One day, I got an offer from a newspaper to work in their features department as an assistant editor. I’d had some previous experience with this kind of work, but I knew that if I accepted the job (which was full-time), I’d have to give up my gig at the restaurant. Even though there had been ongoing challenges, my love for music made me reluctant to let it go. I was used to going to God for guidance, and did so in this case, although I don’t remember exactly how or how much I actually prayed about the situation. But I do remember analyzing it and asking myself questions like, Am I going to be happier in the newspaper job? Am I just being selfish by wanting to play music? and so on. None of this was very helpful, spiritually speaking. But God was guiding me nonetheless, as I soon discovered.

At the time, I was studying jazz piano with a wonderful teacher. He was a spiritual thinker, and I’d given him a copy of Science and Health, which he said he enjoyed reading as he walked along the beach. One day shortly after I’d been offered the newspaper job, I went to my lesson, my thoughts in turmoil. I told my teacher what was going on. And then, at some point during the lesson, I told Charlie what was going on with my work, and the words just tumbled out of my mouth, “Charlie, I just don’t know what to do. What do you think I should do?” And he said, without missing a beat, “Take the newspaper job. Your playing will improve.” 

Even though I didn’t understand exactly how that would work, his remark just cut right through all the mortal self-analysis I’d been doing and really hit home. Later, I saw this spontaneous incident not as a frustrated plea for advice and a human-opinion response but as a moment of spiritual inspiration—an angel message from divine Mind and God’s gentle leading in a way I could accept.

I took the newspaper job. I quit the job at the restaurant, and the problem with my hands and feet vanished within a week. That was the end of it. And I found that my playing did improve, not just because I could move my hands more freely but because I had yielded my human will and my thoughts were freer. 

Some time later, the deeper spiritual lesson of this experience crystallized for me. I began to see a passage by Mary Baker Eddy in a new light: “Watch diligently; never desert the post of spiritual observation and self-examination” (Miscellaneous Writings 1883–1896, p. 154). Now, the word spiritual jumped out at me, and I realized that my old way of looking at that quote had left that word out. My concept of self-examination, I realized, had been closer to human psychology than to spiritual reality. Often when I’d prayed in Christian Science about a challenge, I’d think, What am I doing wrong? or What did I do in the past that brought this on? or Why do I act in such-and-such way in some instances and not in others? Instead of dismissing the error and declaring my status as a child of God, I’d root around in human motives—down the path of human psychology and reasoning.

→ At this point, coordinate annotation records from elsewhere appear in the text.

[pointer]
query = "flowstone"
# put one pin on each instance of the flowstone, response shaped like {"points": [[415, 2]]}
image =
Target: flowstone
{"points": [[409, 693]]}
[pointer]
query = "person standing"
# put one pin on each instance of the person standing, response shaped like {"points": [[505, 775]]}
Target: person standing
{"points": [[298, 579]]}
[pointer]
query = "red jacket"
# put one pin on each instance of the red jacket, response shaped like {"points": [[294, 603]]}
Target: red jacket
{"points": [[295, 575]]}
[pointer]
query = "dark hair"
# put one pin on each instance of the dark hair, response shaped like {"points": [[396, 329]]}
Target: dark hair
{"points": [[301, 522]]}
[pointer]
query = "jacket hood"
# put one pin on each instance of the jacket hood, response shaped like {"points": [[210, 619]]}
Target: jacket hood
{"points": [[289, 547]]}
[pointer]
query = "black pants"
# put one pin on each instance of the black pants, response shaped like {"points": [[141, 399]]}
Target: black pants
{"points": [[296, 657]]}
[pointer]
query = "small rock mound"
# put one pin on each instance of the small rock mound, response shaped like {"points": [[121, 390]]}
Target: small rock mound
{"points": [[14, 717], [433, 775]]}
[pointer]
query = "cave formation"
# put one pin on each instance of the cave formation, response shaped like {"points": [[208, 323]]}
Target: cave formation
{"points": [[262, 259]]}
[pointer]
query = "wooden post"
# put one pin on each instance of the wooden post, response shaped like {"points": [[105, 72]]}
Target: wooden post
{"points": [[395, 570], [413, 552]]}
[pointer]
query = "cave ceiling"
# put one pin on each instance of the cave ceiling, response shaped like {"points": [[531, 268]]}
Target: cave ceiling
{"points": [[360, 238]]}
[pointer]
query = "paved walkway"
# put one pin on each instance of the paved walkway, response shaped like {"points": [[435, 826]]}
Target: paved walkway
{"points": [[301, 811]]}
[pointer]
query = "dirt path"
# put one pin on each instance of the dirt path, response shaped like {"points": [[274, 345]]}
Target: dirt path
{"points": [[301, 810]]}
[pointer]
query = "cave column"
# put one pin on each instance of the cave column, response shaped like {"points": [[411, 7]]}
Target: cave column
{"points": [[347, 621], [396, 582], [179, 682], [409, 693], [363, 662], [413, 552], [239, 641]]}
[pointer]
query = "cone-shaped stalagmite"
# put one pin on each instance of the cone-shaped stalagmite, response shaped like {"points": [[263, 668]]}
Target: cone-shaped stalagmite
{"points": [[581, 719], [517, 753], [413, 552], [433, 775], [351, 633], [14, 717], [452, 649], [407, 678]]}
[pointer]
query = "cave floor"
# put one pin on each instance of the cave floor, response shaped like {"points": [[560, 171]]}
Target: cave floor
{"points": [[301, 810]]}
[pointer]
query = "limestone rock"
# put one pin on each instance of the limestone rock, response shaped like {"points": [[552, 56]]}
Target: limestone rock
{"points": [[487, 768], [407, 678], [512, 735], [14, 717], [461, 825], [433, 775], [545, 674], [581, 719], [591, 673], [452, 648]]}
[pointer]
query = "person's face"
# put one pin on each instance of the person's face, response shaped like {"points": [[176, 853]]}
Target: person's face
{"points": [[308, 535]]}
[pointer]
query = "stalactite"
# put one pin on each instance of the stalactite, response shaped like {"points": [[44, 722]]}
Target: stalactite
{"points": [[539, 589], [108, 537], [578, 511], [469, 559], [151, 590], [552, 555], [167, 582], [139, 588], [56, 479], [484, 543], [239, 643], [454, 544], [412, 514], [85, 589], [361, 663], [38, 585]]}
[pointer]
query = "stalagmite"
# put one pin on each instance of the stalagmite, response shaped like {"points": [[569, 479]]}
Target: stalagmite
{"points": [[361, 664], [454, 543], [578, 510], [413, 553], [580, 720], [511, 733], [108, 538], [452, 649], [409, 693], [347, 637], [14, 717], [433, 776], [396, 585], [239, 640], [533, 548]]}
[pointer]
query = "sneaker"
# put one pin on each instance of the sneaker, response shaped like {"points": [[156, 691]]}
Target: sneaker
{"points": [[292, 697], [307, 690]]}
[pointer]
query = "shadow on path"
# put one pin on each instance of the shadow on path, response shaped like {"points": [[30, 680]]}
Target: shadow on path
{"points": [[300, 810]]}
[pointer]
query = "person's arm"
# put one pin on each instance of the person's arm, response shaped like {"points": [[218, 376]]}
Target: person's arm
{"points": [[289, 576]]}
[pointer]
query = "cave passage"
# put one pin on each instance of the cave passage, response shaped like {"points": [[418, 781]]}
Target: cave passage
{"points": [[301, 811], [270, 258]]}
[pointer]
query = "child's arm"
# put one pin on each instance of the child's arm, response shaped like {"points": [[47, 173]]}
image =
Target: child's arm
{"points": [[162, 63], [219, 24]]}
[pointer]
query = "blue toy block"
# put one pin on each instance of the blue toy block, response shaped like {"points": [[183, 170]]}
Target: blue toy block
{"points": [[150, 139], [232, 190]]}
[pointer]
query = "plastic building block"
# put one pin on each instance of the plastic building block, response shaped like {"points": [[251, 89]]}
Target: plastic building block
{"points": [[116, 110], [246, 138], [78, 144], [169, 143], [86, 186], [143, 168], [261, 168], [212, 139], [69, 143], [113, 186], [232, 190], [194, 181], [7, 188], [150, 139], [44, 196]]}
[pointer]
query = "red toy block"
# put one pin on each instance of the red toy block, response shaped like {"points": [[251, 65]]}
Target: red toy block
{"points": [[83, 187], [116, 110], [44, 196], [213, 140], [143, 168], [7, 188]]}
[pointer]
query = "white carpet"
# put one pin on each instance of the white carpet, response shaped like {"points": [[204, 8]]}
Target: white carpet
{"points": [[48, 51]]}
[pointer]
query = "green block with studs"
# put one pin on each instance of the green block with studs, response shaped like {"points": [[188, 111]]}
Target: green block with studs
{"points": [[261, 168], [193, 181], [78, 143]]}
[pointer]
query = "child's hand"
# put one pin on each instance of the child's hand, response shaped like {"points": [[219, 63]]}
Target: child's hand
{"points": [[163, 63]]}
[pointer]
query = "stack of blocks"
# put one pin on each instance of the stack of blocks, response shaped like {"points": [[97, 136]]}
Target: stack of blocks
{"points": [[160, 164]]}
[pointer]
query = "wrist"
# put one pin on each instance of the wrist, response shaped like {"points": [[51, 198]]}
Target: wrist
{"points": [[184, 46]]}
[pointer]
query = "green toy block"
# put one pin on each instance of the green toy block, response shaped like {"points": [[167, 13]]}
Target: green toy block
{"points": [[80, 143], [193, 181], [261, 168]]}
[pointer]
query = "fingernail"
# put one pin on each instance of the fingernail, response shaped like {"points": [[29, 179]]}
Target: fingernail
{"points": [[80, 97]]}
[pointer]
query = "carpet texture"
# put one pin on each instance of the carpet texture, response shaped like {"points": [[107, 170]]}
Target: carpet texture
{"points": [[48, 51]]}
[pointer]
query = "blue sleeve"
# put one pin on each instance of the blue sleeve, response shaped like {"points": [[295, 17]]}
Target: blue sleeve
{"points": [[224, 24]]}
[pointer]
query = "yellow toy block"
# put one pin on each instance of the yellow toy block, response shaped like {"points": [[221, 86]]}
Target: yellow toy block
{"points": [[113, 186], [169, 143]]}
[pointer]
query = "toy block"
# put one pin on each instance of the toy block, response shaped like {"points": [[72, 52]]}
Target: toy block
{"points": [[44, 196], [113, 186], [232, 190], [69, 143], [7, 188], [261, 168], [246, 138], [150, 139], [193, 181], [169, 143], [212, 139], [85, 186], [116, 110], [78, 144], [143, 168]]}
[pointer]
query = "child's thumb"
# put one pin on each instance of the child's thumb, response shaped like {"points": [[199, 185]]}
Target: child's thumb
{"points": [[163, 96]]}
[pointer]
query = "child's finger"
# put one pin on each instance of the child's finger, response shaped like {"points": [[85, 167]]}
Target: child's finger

I learned that true psychology is the Science of Spirit (see Science and Health, p. 369), or divine Science. This is the only psychology or Mind Science we need to concern ourselves with. What leads to genuine enlightenment is truth, the truth that man, God’s image, is perfect now. This kind of self-examination sees error as error—be it false character traits, fear, or sickness—and establishes the spiritual facts of our being. I saw that we are always supported and blessed in this work, because God is Truth. Then whatever the challenge, it becomes an opportunity for God’s healing power to be made manifest in us.